Brand Names Play Commanding Role on America's Cup Yachts

America3.jpgAngus Philips wrote a great article in today’s Washington Post about the America’s Cup, which nether resides in America nor is really very American at all: it was named after the first boat that won the originally British sailing event, the “America,” in 1851.

When the race begins on April 16th in Valencia, Spain - the first time the cup has been contested in Europe - there will be fewer Americans than ever. Only one team will fly the stars and stripes, “billionaire Larry Ellison's BMW Oracle out of San Francisco, and it will have a New Zealander on the helm and a Frenchman calling tactics.”

The race takes two months, costs hundreds of millions of euros and the defending champion is land-locked Switzerland. Welcome to the era of big-time sailing, where big-time brand names jostle for space with country names and top sailors go to the highest paying team.

The top three challengers will be Emirates Team New Zealand (named after the fast growing Arab airline); USA’s BMW Oracle (after a German carmaker and U.S. software empire) and Italian Luna Rossa (sponsored by Prada.)

Americas_Cup.jpgAccording to American Paul Cayard of Desafío Español, however, the Cup is not just a race between big brands: there is still enough nationalism left in the World Cup for fans to feel a genuine charge of patriotism if their country’s yacht crosses the finishing line.

The boat has to be constructed in the team's country and have its “national letters on the sail and the flag.” But big brand names have to play a role since they are the only ones who have the incentive to pour millions of dollars into these races, which explains why some of the biggest sailing regattas in the world have well known brand names attached.

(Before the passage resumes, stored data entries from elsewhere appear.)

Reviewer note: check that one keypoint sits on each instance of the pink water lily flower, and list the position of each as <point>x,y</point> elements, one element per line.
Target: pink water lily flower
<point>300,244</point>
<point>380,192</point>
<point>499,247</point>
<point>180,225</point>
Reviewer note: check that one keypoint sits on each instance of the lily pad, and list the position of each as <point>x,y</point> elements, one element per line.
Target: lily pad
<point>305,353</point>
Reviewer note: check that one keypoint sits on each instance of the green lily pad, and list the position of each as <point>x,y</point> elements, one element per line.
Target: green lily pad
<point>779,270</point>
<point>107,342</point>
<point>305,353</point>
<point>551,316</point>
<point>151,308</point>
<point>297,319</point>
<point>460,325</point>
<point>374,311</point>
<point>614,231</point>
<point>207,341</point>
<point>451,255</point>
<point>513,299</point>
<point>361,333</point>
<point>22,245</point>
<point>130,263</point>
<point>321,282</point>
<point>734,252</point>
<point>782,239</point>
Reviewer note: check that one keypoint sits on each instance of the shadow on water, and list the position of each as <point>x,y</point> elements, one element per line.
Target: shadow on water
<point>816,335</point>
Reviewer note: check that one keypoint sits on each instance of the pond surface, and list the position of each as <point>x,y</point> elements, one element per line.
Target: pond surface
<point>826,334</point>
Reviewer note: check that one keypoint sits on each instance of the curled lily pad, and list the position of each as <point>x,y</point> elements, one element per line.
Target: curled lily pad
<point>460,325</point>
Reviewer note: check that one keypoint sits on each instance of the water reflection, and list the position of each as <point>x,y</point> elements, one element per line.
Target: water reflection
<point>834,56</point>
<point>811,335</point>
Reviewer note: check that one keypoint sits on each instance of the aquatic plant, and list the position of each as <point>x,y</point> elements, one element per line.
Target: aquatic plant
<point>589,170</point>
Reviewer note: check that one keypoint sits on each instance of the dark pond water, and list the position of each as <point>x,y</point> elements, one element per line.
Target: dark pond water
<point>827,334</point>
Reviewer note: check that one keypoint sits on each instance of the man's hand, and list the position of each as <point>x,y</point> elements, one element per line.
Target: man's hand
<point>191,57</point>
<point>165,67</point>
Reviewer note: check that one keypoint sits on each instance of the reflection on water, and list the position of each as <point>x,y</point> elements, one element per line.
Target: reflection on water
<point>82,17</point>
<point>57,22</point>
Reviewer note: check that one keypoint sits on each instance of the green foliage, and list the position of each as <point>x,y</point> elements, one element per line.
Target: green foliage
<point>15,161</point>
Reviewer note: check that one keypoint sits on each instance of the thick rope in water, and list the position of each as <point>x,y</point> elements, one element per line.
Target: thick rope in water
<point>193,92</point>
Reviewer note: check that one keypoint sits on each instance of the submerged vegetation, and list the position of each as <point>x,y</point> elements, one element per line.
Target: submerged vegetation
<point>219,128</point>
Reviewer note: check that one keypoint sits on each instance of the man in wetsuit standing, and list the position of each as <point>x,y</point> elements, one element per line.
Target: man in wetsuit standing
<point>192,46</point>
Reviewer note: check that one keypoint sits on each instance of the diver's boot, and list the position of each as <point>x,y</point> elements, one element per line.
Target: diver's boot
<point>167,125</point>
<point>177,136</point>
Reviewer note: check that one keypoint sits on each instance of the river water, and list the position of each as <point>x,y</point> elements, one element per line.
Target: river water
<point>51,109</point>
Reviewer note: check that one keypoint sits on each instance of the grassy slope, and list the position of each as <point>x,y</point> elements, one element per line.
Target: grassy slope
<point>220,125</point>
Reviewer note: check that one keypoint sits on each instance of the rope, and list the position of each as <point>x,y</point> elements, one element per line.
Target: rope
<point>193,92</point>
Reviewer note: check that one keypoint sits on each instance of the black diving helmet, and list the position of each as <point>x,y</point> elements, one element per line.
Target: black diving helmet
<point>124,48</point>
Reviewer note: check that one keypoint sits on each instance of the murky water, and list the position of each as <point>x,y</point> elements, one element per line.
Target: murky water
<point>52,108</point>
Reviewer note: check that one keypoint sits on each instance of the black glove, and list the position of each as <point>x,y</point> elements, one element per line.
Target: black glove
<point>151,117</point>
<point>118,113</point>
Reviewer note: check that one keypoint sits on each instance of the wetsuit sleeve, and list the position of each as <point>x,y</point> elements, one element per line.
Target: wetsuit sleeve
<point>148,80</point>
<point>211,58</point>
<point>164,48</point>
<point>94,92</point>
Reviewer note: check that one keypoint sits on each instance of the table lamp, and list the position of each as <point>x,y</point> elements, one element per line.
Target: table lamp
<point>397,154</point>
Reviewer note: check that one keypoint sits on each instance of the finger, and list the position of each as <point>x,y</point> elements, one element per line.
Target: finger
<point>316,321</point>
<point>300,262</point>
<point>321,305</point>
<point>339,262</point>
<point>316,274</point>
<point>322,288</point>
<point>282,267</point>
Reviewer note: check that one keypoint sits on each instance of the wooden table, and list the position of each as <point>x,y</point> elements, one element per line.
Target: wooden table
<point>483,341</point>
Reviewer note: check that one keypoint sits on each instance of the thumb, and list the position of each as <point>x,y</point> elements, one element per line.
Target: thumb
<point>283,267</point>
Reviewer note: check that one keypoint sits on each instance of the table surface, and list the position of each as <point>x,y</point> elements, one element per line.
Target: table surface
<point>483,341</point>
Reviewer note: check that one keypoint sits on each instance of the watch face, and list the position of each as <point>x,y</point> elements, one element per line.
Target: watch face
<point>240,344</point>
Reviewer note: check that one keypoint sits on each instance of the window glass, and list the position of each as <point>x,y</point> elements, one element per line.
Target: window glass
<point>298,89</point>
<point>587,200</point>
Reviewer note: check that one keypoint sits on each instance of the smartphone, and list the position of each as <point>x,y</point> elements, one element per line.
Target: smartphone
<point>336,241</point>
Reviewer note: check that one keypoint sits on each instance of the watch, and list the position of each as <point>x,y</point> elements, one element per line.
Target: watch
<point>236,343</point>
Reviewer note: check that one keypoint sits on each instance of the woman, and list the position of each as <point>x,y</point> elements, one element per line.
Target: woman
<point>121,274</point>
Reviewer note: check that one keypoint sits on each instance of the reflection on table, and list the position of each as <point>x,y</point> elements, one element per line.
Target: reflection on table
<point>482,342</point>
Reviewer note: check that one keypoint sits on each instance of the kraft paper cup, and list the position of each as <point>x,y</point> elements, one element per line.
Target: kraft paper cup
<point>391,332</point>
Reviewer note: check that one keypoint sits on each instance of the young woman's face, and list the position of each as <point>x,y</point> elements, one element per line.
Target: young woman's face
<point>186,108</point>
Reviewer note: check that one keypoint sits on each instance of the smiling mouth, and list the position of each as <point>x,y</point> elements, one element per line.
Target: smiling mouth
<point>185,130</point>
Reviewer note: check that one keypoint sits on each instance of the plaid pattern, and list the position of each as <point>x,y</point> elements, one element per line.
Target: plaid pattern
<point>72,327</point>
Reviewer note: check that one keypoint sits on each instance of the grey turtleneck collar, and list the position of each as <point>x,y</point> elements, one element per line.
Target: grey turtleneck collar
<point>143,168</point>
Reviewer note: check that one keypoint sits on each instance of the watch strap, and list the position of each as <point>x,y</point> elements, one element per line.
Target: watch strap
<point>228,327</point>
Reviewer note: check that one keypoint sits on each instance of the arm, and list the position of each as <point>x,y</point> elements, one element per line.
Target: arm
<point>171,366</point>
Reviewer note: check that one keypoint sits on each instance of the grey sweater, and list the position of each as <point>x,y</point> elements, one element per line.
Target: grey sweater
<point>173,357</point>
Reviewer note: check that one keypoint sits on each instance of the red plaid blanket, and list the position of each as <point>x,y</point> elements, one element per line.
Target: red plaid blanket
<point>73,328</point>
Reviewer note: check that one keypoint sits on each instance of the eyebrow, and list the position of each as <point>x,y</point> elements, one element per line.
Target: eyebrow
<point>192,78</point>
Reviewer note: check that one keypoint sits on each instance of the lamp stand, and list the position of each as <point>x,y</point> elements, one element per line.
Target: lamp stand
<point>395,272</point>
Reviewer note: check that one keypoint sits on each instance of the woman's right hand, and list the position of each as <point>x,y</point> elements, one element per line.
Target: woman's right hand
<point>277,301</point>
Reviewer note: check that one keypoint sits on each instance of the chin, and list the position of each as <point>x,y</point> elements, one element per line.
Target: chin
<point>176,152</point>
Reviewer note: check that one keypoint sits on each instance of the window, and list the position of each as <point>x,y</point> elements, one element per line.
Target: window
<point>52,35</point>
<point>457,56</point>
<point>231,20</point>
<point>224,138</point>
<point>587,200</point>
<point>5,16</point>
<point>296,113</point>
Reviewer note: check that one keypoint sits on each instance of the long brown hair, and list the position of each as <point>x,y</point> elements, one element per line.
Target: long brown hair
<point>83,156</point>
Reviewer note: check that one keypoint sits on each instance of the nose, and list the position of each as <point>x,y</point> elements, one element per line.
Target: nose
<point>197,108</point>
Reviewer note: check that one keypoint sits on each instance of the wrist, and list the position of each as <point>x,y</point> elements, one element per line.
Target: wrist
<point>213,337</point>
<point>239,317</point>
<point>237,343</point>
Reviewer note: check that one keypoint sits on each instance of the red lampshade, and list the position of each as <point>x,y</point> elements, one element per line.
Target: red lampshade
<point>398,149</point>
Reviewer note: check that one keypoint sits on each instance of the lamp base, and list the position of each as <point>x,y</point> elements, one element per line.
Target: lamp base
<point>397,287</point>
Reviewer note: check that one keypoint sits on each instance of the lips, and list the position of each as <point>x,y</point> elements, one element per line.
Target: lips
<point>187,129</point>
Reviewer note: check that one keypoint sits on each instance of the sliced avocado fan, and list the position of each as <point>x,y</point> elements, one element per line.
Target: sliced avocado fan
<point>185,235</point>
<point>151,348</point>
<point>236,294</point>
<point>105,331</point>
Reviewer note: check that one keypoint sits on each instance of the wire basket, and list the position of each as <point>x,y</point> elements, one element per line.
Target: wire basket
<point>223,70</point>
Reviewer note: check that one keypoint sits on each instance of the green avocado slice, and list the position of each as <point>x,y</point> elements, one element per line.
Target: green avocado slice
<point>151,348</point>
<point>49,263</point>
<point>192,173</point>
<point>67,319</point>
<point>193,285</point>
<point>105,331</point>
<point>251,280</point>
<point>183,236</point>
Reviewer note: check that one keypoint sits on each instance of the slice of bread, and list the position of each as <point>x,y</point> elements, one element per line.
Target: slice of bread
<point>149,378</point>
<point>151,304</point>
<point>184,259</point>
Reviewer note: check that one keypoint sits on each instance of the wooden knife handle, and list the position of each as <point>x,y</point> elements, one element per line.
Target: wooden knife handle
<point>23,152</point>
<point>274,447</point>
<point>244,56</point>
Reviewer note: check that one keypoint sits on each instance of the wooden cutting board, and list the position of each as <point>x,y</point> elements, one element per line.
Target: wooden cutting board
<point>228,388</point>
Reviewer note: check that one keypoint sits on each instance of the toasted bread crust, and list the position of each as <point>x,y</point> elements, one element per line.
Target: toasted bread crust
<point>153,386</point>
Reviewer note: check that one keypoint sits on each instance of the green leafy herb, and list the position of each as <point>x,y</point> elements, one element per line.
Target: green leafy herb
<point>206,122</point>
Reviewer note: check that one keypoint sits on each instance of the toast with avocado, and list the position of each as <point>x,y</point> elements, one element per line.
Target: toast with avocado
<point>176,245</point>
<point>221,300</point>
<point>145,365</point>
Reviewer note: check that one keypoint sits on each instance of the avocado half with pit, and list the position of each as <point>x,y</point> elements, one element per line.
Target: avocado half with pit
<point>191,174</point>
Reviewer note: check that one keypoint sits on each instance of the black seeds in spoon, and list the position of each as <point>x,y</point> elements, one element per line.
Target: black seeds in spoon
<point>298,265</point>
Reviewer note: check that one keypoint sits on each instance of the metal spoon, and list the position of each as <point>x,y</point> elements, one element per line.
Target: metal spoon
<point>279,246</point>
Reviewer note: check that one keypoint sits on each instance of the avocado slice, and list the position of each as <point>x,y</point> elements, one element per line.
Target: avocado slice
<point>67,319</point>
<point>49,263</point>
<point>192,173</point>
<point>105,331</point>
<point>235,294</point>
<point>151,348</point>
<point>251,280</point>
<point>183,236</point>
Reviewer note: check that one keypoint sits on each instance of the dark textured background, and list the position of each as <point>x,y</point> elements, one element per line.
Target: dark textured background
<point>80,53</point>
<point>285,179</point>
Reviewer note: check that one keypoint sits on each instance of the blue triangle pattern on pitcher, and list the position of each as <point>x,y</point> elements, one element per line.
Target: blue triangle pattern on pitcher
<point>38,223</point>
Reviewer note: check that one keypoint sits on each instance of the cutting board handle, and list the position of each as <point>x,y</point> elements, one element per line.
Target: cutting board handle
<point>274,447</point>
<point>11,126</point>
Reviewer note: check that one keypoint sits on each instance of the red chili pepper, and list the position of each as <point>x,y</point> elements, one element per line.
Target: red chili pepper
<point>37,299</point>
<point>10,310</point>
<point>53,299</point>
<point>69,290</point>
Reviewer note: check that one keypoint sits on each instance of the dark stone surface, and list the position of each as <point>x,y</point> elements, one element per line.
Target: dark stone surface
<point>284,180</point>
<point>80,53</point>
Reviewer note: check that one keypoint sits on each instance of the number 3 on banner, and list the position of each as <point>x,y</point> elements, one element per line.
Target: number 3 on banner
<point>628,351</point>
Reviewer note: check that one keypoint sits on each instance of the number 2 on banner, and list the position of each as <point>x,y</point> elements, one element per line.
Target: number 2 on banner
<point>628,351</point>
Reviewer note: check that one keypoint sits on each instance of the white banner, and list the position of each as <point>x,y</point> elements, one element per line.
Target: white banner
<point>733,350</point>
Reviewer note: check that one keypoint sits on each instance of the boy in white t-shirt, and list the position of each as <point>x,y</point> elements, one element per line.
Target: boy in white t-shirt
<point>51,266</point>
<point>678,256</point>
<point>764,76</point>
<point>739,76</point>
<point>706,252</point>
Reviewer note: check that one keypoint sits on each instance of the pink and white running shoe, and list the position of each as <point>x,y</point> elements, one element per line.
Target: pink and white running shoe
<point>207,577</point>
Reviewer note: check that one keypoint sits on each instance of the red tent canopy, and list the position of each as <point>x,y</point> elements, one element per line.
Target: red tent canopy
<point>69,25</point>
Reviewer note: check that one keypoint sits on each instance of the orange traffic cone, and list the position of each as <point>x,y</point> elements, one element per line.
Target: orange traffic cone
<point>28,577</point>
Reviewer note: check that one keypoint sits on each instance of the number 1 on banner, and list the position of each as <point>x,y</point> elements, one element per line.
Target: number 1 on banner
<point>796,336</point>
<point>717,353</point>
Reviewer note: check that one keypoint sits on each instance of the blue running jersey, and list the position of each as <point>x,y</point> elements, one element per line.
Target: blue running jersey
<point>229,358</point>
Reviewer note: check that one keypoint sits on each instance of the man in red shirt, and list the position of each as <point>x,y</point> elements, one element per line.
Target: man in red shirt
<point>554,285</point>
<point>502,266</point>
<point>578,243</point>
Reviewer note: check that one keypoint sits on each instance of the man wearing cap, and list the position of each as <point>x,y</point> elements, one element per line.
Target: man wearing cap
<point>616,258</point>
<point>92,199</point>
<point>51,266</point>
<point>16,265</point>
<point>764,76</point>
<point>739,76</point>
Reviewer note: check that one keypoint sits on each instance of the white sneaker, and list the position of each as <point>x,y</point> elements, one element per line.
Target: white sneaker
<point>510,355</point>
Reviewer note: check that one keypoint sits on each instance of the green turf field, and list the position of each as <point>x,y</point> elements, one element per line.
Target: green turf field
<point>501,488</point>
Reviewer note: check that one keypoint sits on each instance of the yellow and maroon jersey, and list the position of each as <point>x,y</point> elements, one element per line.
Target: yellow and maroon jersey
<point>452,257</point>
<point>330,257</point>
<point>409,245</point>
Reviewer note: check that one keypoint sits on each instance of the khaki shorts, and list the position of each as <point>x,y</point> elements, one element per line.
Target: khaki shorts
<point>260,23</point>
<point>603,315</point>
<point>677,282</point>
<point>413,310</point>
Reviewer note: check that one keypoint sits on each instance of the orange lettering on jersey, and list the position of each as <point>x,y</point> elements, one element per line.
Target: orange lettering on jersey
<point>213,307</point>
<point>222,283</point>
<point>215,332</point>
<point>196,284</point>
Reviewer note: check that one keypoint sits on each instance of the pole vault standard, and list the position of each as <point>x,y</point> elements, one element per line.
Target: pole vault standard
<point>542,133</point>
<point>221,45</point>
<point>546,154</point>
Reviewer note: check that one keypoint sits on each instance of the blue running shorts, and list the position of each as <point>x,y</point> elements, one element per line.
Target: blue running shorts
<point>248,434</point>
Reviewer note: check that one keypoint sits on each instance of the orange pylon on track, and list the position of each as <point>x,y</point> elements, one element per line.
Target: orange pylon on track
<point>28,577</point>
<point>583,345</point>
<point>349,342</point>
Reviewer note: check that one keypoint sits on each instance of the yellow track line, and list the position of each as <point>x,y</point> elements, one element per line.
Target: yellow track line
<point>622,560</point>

Two of the biggest are The Volvo Ocean Race and the Louis Vuitton Cup, now known as the “America's Cup Challenger Series presented by Louis Vuitton;” which will be available for viewing on Versus, who edged out ESPN for broadcast rights as well as the America's Cup itself.


In the build up before the Cup there will be a contest between French Areva (named after a nuclear power company) and Team Shosholoza (sponsored by T-Systems) from South Africa (Shosholoza is a Zulu word meaning “go forward.")

If you’re interested, you can play the video game,
The 32nd America’s Cup-The Game, which will be released next month. Be assured that gamers will get the same exposure to these brand names as those following the race on Versus.

The Cup, and the yachts themselves, are perfect brand name platforms designed to reach that elusive, wealthy market of sailing aficionados. I think these very recognizable brand names add a familiar touchstone to a race whose rules and tactics may be unfamiliar to most of us.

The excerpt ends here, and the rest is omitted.